Among AI systems categorized as high-risk systems are those intended for use in the recruitment or applicant selection, including screening and filtering job applications and evaluating applicants.  

Similarly, AI systems intended for making decisions concerning employment, including promotions and terminations, as well as AI systems related to the monitoring and evaluation performance and behavior in employment situations, are characterized as high-risk.    

Employment law considerations 

The same employment law rules apply to the use of AI systems as to manual personnel administration. Therefore, employers must ensure that the AI system complies with non-discrimination legislation.  

For example, this could be in connection with the announcement of vacancies, where on various platforms it is possible to filter by age, so that the job posting is specifically targeted at certain age groups. Such specific targeting of certain age groups will be in breach of the Discrimination Act.  

When using AI systems for recruitment, special attention must also be paid to indirect discrimination. AI systems typically learn from past behavior and practices and may have learned to perpetuate discrimination patterns, e.g. as in CV filtering. 

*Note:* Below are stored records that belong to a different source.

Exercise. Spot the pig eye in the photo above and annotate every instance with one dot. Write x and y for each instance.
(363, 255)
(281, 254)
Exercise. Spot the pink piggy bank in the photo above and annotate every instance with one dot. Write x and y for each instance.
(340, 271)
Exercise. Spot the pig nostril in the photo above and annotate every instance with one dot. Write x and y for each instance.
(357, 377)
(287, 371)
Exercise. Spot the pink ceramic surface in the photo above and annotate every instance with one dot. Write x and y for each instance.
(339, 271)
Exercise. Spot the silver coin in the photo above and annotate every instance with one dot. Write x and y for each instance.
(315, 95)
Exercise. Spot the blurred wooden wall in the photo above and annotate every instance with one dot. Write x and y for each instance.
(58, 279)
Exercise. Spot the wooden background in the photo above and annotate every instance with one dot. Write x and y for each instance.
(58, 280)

General Data Protection Regulation 

The rules of the General Data Protection Regulation do not change with the adoption of the AI Regulation, and the same conditions apply for the processing of personal data using AI systems as for any other processing. Employers must pay particular attention to Article 22 of the General Data Protection Regulation, which states that automatic decisions, including in recruitment (such as CV filtering, where certain applicants with specific characteristics are automatically excluded) are generally prohibited.  

Additionally, when using the AI system, there is almost always a requirement for the employer to conduct an impact assessment, as required by Article 35 of the General Data Protection Regulation. This is required when using new technology if the processing poses a high risk to individuals’ rights and freedoms.  

Entry into force 

When the AI Regulation enters into force, it applies immediately and directly in all Member States. The rules will apply fully 24 months after the entry into force of the Regulation with certain exceptions: the rules on prohibited use of AI systems will apply six months after the entry into force date, the rules on codes of conduct will apply nine months after entry into force, the rules for AI for general use, including administration, will apply 12 months after entry into force, while the rules on obligations for high-risk systems will apply 36 months after entry into force.  

We recommend 

If an employer wants to invest in a new HR system using AI technology, it is important to ensure that the system complies with the AI Regulation, including ensuring that there are no fundamental assumptions in the system that prevent them from being compliant with the AI Regulation. It is also recommended to ensure that the supplier commits to making any necessary changes due to the AI Regulation. 

Another factor that is worth paying attention to is the database from which the AI ​​system is trained. The AI ​​system must be trained in representative material, as algorithms can develop a bias that will be discriminatory due to the system learning from a database which is to narrow. Employers must therefore also ensure that they do not purchase AI systems that obtain input from jurisdictions that have different rules on gender, race, age, etc. than the Danish rules, as there is also a risk that it will develop discriminatory algorithms. 

We regularly provide updates on the AI Regulation.